The love story had a happy ending. Eight years later, to mark their seventh anniversary, Whitacre composed the next item on the program: a simple, serene setting of a marital blessing by a medieval Sufi mystic, Jalal al-Din Rumi.
From Leonardo da Vinci’s notebooks
The heart of the dream motif was Leonardo Dreams of His Flying Machine, with a text by a choral singer-poet, Charles Anthony Silvestri, that incorporates Latin quotes from Leonardo da Vinci’s notebooks. The opening was a good example of a setting that jumped around without much regard for the text— though Whitacre may have been portraying the confusion of the dream state. Leonardo sounded melodramatic and overdone in parts of the other sections. But the complex, airily textured ending evoked a fantasy of personal flight that was worth waiting for.
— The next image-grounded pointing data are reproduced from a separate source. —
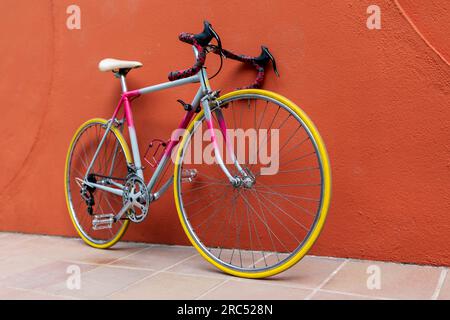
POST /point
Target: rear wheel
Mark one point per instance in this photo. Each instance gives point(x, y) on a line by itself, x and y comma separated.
point(259, 228)
point(87, 204)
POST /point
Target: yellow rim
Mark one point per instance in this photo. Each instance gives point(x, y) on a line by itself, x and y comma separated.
point(128, 157)
point(326, 195)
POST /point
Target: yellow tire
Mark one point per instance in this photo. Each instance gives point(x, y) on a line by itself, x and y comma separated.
point(96, 243)
point(325, 193)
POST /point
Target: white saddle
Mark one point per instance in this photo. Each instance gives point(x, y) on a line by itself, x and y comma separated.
point(114, 65)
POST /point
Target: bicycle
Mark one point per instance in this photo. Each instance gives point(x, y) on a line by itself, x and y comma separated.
point(243, 221)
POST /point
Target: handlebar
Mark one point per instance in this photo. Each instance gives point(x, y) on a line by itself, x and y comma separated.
point(202, 41)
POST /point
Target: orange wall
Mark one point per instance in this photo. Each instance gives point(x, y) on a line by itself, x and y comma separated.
point(380, 99)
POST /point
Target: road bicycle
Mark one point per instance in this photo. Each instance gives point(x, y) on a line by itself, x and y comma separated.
point(244, 220)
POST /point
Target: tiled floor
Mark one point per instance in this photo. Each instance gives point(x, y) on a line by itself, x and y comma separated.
point(42, 267)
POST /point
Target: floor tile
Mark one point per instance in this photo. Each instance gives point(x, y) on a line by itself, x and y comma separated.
point(156, 257)
point(239, 290)
point(43, 275)
point(396, 281)
point(168, 286)
point(18, 294)
point(308, 273)
point(444, 293)
point(324, 295)
point(99, 283)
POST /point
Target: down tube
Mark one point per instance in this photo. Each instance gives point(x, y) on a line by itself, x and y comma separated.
point(133, 137)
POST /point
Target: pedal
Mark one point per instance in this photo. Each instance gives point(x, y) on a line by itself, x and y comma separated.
point(188, 175)
point(102, 221)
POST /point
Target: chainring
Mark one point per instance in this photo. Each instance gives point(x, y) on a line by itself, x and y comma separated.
point(136, 192)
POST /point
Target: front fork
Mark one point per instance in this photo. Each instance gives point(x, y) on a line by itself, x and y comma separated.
point(245, 174)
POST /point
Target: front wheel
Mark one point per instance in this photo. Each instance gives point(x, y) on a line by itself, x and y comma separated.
point(268, 222)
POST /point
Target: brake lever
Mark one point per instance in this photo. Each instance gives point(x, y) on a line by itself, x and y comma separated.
point(219, 42)
point(271, 58)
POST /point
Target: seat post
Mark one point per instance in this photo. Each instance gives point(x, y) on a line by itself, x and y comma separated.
point(123, 83)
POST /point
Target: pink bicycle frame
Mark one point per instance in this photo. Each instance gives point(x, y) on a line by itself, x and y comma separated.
point(200, 98)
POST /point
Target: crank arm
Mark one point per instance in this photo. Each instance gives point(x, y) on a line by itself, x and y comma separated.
point(124, 209)
point(104, 188)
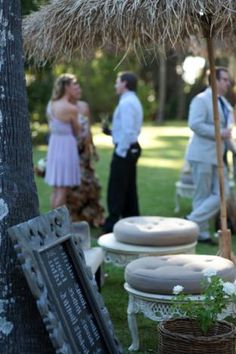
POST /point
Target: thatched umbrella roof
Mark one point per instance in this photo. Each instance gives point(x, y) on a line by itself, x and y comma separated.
point(64, 27)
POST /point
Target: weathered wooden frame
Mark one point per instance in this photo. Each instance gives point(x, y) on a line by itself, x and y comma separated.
point(32, 240)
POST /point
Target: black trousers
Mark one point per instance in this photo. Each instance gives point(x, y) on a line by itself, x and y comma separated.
point(122, 198)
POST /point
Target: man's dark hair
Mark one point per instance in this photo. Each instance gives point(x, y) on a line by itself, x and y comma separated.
point(219, 70)
point(130, 79)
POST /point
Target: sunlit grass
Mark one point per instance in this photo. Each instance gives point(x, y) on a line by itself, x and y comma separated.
point(158, 170)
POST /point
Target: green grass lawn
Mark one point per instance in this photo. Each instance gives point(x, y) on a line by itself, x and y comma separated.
point(158, 170)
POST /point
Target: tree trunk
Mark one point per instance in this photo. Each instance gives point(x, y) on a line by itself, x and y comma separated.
point(162, 91)
point(21, 327)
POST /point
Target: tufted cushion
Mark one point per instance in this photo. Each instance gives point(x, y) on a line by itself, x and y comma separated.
point(160, 274)
point(155, 231)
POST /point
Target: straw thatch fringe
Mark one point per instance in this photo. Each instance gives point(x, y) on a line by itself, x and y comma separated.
point(66, 27)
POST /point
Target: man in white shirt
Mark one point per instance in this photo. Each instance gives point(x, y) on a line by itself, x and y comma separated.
point(201, 152)
point(122, 199)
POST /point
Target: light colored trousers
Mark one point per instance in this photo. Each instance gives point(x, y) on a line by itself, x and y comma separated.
point(206, 199)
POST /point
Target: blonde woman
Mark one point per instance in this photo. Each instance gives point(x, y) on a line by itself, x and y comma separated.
point(62, 168)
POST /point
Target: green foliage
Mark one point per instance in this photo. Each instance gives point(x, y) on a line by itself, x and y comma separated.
point(215, 297)
point(158, 170)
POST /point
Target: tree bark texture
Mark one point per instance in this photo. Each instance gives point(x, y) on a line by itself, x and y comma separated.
point(21, 327)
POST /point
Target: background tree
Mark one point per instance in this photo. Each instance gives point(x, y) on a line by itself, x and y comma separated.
point(21, 327)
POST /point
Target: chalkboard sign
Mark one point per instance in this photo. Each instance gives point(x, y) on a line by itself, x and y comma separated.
point(67, 297)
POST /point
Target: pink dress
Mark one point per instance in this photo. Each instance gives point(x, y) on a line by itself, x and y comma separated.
point(62, 165)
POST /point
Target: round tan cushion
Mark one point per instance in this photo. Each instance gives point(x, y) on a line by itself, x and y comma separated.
point(159, 275)
point(155, 231)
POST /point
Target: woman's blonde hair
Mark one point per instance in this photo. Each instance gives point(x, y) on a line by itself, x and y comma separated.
point(60, 84)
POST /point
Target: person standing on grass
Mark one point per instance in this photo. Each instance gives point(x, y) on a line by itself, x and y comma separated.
point(122, 198)
point(201, 152)
point(62, 164)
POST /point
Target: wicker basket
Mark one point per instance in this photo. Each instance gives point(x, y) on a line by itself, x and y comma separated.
point(183, 335)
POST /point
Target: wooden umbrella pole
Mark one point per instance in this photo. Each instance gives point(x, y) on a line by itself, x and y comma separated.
point(224, 233)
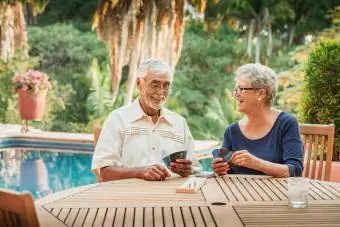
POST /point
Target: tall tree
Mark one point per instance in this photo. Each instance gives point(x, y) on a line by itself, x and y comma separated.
point(138, 29)
point(13, 35)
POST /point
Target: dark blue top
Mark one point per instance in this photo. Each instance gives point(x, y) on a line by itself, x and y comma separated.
point(281, 145)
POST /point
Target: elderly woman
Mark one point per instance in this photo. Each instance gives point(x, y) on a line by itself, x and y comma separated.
point(265, 140)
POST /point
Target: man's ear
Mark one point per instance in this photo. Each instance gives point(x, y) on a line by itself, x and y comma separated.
point(138, 83)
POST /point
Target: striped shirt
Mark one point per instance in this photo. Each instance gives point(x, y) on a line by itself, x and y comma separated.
point(129, 138)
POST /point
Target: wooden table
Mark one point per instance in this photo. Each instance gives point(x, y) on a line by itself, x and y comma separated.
point(223, 201)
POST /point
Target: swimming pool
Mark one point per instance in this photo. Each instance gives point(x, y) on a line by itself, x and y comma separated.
point(43, 172)
point(44, 167)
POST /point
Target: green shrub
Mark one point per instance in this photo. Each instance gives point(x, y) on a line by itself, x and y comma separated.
point(204, 79)
point(321, 102)
point(65, 54)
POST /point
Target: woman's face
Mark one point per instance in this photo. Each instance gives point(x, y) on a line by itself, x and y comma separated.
point(246, 96)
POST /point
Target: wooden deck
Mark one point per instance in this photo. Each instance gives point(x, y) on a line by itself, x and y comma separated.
point(222, 201)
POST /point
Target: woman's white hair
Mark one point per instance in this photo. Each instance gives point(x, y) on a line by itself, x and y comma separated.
point(153, 66)
point(260, 76)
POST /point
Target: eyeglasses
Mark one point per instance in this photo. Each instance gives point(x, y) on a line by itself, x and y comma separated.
point(159, 86)
point(239, 90)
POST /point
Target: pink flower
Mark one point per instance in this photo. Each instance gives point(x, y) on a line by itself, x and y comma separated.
point(31, 81)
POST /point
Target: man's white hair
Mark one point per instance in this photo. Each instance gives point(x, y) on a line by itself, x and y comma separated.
point(260, 76)
point(153, 66)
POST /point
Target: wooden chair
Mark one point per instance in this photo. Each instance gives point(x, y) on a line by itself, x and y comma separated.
point(17, 209)
point(318, 141)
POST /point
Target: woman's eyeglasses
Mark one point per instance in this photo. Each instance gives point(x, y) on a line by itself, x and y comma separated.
point(239, 90)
When David Heard showed the composer has guts. David’s lament for his son Absalom has received some of the greatest settings in musical history. Whitacre met the challenge with an artful, moving setting that made heavy use of speech rhythms. It was followed by a piece about water and night, and the concert ended with a big finish, complete with clapping, percussion and silvery cowbells, built around a Spanish text that charts the passage from drought to cloudburst.
When the applause faded, Glandorf finished the afternoon with an encore guaranteed to raise three good laughs: Whitacre’s settings of three of Ogden Nash’s short poems about animals. In spite of a lapse here and there, Whitacre is obviously a talented, creative composer blessed with a happy ability to pick texts that are so good, the words alone could carry many of his pieces.